Lo tres arcos, por Dónde vamos Eva Lo tres arcos es uno de esos rincones encantadores de Besalú que atrapan a los viajeros con su atmósfera única. Se trata de un callejón estrecho donde se encuentra un coqueto hotel que lleva el mismo nombre. La presencia de tres arcos de diferentes estilos otorga un carácter especial y distintivo al lugar, como bien señala una viajera al afirmar que «este rincón de Besalú ya está en nuestro saco de favoritos». Los detalles de ornamentación en las paredes y la casa al fondo contribuyen a crear una sensación de estar parado en el tiempo.
La magia de Lo tres arcos no radica solo en su belleza arquitectónica , sino también en la tranquilidad que transmite. Este es un lugar donde uno puede disfrutar del encanto medieval en un ambiente apacible. Como dice otra viajera, “sencillamente, tiene magia”. Si visitas Besalú, no puedes dejar de explorar Lo tres arcos, un espacio que seguramente se convertirá en uno de los favoritos de quienes buscan conectar con la historia y la cultura del lugar.
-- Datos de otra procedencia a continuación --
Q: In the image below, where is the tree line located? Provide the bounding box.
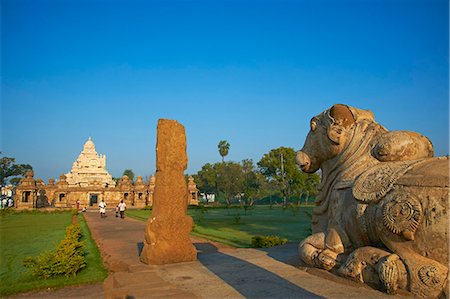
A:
[193,140,320,206]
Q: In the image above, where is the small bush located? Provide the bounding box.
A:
[252,236,288,248]
[23,225,86,279]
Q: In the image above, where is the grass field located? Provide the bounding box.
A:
[126,206,313,247]
[0,212,107,297]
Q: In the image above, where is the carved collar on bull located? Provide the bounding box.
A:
[314,106,387,217]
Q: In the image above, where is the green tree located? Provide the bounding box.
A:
[258,147,306,206]
[217,140,230,162]
[305,173,320,204]
[193,163,217,194]
[122,169,134,182]
[241,159,270,206]
[0,157,33,186]
[214,162,243,205]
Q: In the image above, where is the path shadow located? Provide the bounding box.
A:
[194,243,322,298]
[257,242,302,266]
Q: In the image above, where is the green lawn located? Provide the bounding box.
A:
[0,212,107,296]
[127,206,313,247]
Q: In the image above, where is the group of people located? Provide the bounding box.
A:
[0,197,14,209]
[98,199,127,219]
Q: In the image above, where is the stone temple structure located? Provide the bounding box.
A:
[14,138,198,209]
[66,137,116,187]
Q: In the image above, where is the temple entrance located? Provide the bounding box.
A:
[89,194,98,207]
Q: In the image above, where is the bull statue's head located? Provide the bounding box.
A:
[296,104,374,173]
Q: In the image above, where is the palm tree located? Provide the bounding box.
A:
[217,140,230,163]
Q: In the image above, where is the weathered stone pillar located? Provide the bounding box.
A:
[141,119,197,265]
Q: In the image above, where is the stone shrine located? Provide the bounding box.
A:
[188,175,198,206]
[66,137,116,188]
[14,137,198,209]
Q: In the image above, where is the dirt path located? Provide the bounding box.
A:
[10,212,396,299]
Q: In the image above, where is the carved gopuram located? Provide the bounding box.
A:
[141,119,197,265]
[188,176,198,206]
[14,137,155,209]
[297,104,449,298]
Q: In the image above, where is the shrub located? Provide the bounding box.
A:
[252,236,288,248]
[23,225,86,279]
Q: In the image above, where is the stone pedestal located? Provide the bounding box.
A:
[141,119,197,265]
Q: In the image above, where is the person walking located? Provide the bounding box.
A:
[98,199,106,218]
[119,200,127,219]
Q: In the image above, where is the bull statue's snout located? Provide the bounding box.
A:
[295,151,311,172]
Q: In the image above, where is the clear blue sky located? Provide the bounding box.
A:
[1,0,449,180]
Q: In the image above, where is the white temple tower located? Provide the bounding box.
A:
[66,137,116,187]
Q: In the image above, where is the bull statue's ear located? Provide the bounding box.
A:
[327,104,355,144]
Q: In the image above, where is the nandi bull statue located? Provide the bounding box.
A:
[296,104,449,298]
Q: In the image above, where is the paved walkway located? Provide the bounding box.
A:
[81,212,395,299]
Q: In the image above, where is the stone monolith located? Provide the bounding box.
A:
[141,119,197,265]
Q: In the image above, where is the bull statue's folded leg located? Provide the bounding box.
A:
[298,229,344,271]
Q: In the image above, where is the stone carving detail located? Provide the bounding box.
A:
[383,195,422,240]
[297,104,449,298]
[352,161,418,202]
[141,119,197,265]
[418,265,442,287]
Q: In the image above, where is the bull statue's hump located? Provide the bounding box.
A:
[297,104,449,298]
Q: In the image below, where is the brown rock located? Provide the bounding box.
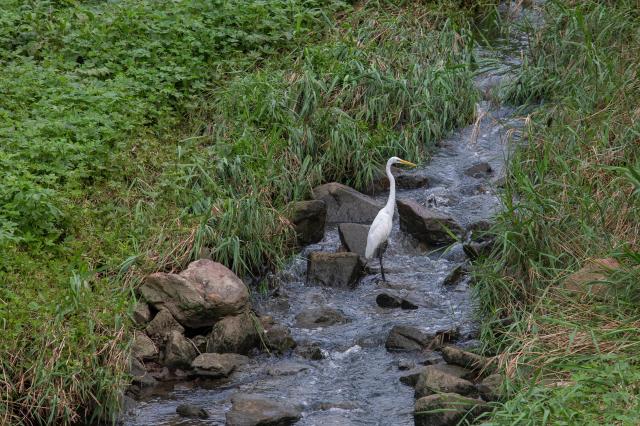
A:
[140,259,249,328]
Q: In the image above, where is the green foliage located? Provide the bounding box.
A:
[0,0,484,424]
[476,1,640,425]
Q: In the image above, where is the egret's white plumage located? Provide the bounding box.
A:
[365,157,415,280]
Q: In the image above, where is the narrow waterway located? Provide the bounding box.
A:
[125,2,526,426]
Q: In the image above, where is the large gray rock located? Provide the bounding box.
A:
[160,330,197,368]
[416,365,476,398]
[191,353,249,378]
[291,200,327,245]
[338,223,369,257]
[396,200,464,245]
[140,259,249,328]
[226,394,302,426]
[442,346,490,371]
[385,325,435,351]
[176,404,209,419]
[202,313,260,354]
[296,307,347,328]
[307,252,362,288]
[312,182,383,223]
[145,308,184,339]
[414,393,489,426]
[131,332,158,361]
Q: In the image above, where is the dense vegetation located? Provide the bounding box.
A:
[477,0,640,425]
[0,0,489,424]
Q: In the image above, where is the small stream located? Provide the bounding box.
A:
[125,2,526,426]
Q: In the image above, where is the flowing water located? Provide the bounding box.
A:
[125,5,540,426]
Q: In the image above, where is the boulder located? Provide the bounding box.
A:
[226,394,302,426]
[442,265,467,286]
[307,252,362,288]
[160,330,197,368]
[207,312,260,354]
[312,182,383,223]
[191,353,249,378]
[131,302,151,325]
[416,365,476,398]
[129,358,157,388]
[441,346,489,371]
[464,161,493,179]
[385,325,435,351]
[140,259,249,328]
[338,223,369,257]
[476,373,503,401]
[397,200,464,245]
[176,404,209,419]
[263,324,296,354]
[562,258,620,297]
[414,393,490,426]
[131,332,158,361]
[296,306,347,328]
[291,200,327,245]
[145,309,184,339]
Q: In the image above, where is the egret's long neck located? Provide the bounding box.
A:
[384,162,396,215]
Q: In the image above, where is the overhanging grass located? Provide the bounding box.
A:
[0,0,498,424]
[477,1,640,425]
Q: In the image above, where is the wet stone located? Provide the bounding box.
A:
[307,252,362,288]
[176,404,209,419]
[226,394,302,426]
[267,361,311,376]
[385,325,434,351]
[312,182,383,223]
[296,306,347,328]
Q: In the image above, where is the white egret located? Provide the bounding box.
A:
[365,157,416,281]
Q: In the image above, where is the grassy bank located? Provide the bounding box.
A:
[0,0,496,424]
[477,0,640,425]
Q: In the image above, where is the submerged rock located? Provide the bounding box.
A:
[207,312,260,354]
[291,200,327,245]
[267,361,311,376]
[464,161,493,179]
[226,394,302,426]
[414,393,489,426]
[397,200,464,245]
[385,325,435,351]
[296,306,347,328]
[176,404,209,419]
[312,182,382,223]
[416,365,476,398]
[160,330,197,368]
[191,353,249,378]
[140,259,249,328]
[338,223,369,257]
[307,252,362,288]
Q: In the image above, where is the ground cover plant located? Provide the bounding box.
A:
[476,1,640,425]
[0,0,490,424]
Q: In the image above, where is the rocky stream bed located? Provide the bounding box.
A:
[123,5,540,426]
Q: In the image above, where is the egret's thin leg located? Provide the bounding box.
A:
[378,247,387,282]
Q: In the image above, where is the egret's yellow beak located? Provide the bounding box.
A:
[398,158,417,167]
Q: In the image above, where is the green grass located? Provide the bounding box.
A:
[0,0,490,424]
[476,0,640,425]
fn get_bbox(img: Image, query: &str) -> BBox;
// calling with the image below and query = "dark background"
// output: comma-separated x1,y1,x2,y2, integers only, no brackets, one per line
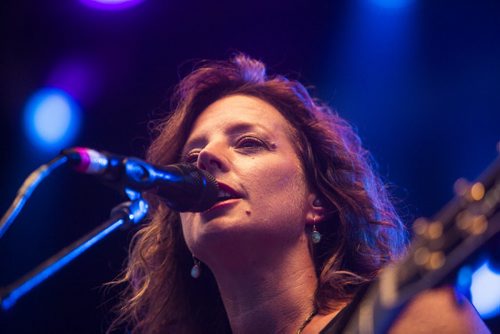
0,0,500,333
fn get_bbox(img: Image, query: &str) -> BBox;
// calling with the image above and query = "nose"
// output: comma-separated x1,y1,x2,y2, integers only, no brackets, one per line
197,146,227,174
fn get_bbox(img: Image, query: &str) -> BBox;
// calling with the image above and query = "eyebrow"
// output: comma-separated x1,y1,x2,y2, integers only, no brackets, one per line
182,122,272,155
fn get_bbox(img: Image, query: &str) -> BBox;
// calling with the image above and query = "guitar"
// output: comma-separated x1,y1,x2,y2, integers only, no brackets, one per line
340,156,500,334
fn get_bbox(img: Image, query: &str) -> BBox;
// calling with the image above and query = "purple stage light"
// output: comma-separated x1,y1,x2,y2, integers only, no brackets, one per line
46,58,103,104
80,0,144,10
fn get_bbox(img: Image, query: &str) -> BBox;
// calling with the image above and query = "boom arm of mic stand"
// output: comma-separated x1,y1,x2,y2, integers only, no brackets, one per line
0,190,148,310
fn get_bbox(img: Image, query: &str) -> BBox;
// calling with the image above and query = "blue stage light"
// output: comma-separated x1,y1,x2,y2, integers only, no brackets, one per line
470,261,500,319
24,88,80,153
371,0,414,8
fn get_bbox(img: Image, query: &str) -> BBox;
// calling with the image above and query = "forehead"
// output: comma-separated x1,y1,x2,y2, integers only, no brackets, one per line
188,95,293,142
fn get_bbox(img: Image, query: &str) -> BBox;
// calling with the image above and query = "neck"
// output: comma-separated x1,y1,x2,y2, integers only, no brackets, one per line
212,238,317,334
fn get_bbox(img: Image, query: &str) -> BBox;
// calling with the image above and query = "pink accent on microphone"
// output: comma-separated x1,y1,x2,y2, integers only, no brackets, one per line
73,147,91,173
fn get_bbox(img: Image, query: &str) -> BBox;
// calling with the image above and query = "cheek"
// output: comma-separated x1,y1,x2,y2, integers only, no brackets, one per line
180,212,195,248
247,159,308,213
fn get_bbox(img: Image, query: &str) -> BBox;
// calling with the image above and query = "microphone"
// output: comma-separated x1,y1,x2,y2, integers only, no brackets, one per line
62,147,219,212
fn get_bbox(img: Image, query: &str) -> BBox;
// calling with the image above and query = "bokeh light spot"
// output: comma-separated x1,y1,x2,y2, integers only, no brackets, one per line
470,261,500,319
25,88,80,152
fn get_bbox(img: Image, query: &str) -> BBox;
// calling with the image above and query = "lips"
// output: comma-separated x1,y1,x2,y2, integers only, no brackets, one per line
217,181,241,202
203,181,243,215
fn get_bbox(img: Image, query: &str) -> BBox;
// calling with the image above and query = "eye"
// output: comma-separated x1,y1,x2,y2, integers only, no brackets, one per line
236,136,267,149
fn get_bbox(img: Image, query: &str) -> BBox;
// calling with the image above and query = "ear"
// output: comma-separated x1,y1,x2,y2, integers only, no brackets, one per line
306,193,326,225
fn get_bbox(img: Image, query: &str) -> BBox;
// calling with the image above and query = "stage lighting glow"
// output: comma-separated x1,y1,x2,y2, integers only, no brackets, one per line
80,0,143,10
470,261,500,319
371,0,414,9
25,88,80,152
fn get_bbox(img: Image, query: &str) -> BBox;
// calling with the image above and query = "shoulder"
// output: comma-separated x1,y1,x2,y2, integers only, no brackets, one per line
389,287,490,334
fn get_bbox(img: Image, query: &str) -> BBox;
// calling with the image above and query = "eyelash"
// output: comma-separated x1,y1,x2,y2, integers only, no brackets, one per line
183,136,268,164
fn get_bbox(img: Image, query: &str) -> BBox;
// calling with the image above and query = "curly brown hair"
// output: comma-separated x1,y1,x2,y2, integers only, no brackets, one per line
108,54,407,333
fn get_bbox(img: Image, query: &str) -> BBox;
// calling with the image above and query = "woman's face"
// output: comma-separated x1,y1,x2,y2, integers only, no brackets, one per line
181,95,312,264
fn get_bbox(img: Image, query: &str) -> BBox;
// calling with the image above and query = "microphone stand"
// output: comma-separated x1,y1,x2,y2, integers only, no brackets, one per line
0,189,148,310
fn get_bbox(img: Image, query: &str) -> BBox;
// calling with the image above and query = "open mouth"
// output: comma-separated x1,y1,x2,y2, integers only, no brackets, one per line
217,182,241,203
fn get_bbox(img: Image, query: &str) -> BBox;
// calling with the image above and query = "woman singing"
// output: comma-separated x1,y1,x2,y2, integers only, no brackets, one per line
110,55,487,334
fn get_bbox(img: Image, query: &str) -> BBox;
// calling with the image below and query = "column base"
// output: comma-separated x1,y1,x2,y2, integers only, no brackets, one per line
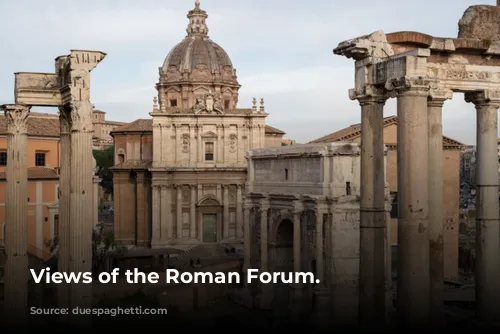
257,284,274,310
311,286,330,330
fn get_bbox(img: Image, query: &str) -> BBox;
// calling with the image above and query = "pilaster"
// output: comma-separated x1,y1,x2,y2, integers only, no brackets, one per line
1,105,30,326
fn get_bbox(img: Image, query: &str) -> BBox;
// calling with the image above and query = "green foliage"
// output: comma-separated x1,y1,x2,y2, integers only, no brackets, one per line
93,146,115,194
45,229,127,269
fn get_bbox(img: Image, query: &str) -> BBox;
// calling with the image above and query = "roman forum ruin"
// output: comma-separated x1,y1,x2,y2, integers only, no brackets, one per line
2,50,105,325
334,3,500,326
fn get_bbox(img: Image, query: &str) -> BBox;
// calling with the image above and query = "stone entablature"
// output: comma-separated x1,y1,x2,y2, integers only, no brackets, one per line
244,142,392,325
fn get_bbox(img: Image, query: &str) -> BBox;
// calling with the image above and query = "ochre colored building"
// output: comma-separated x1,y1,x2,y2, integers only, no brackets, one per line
312,116,464,279
0,112,99,260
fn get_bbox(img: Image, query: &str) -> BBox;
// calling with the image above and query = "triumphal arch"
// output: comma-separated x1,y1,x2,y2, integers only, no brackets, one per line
1,50,106,325
334,6,500,325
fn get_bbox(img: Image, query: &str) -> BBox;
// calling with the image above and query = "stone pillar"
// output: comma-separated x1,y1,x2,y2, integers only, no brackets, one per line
151,184,162,247
1,105,30,328
236,184,243,239
175,185,183,239
243,200,252,277
222,184,229,240
466,91,500,321
313,201,330,329
392,77,430,327
69,101,93,326
57,106,72,316
357,87,387,327
196,124,204,163
427,90,453,325
160,184,173,246
189,184,196,240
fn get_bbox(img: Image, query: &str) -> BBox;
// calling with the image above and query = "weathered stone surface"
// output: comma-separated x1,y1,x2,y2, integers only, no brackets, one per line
458,5,500,41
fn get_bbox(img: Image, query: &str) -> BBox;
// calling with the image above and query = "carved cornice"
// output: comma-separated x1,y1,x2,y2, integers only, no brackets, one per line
349,85,389,106
69,101,94,132
427,85,453,107
0,104,31,134
385,77,430,96
465,90,500,109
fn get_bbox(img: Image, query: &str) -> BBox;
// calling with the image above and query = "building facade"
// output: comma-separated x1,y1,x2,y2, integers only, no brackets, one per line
0,112,100,260
244,142,392,324
312,116,464,279
92,110,126,150
113,1,284,249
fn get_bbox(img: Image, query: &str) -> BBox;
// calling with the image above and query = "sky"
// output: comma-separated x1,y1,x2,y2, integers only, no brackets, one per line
0,0,496,145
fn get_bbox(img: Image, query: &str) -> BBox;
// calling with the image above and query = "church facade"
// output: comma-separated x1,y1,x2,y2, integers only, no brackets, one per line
112,1,285,249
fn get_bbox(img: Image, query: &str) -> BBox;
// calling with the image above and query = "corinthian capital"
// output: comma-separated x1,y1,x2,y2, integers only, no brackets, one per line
0,104,31,134
385,77,430,96
70,101,93,132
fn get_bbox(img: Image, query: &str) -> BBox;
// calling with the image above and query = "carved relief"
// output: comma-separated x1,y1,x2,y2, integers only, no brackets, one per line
2,104,30,134
181,133,190,153
229,134,238,153
70,101,93,132
193,91,224,114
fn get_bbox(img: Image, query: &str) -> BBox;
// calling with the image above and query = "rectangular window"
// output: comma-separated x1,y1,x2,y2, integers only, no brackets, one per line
391,192,399,219
205,143,214,161
0,152,7,166
35,153,45,167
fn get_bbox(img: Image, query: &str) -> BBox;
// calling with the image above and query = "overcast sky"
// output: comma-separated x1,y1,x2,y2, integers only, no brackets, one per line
0,0,495,144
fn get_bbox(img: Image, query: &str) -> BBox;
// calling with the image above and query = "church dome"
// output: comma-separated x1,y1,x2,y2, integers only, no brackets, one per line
160,0,238,85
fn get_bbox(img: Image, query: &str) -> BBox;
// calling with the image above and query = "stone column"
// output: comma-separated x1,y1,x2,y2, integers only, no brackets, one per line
243,200,252,277
222,184,229,240
57,106,72,314
189,184,196,240
427,90,453,325
175,185,183,239
160,184,172,246
392,77,430,328
151,184,162,247
465,91,500,321
260,199,273,309
356,87,387,327
196,124,204,163
1,105,30,328
69,101,93,326
313,201,330,329
236,184,243,239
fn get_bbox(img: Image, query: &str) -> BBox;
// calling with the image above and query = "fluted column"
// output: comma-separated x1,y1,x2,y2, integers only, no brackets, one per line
243,201,252,275
222,184,229,240
175,185,183,239
236,184,243,239
314,200,330,328
189,184,197,239
386,77,430,327
356,87,387,326
151,184,162,247
69,101,93,326
1,105,30,328
465,91,500,321
57,106,71,321
427,89,453,325
160,184,172,246
260,199,269,272
293,203,302,272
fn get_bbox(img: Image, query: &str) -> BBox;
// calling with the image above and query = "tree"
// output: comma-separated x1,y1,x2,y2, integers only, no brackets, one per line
45,228,127,274
93,146,115,194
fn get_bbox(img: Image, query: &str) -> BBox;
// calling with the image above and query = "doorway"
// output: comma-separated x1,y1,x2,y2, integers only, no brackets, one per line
203,213,217,243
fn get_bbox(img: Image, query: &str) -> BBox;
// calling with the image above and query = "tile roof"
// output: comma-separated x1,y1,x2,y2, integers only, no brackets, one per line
0,167,59,180
0,114,60,138
310,116,465,148
111,119,285,135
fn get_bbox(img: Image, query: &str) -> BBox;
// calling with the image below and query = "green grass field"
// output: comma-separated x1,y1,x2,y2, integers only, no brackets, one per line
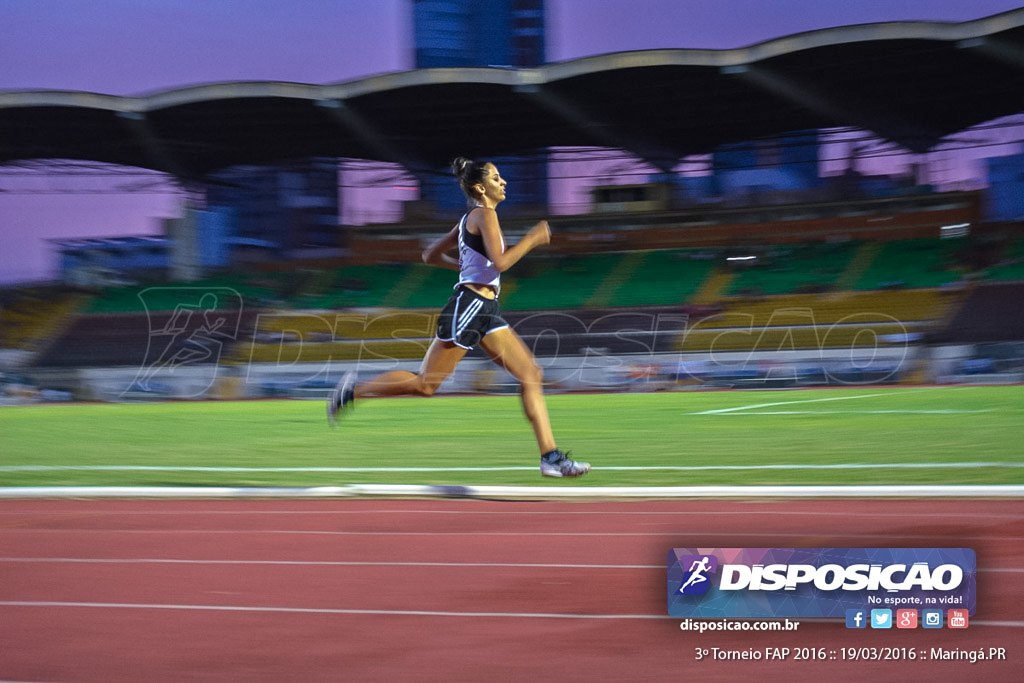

Besalú es una joya que rebosa historia y encanto en cada rincón. Desde sus monumentos históricos hasta sus plazas vibrantes, la ciudad invita a explorar sin prisa, sumergiéndose en su pasado medieval. Las experiencias únicas, como la feria medieval y los tranquilos paseos junto al río Fluvià , hacen que cada visita sea inolvidable. Descubrir Besalú es crear recuerdos que perdurarán en el tiempo.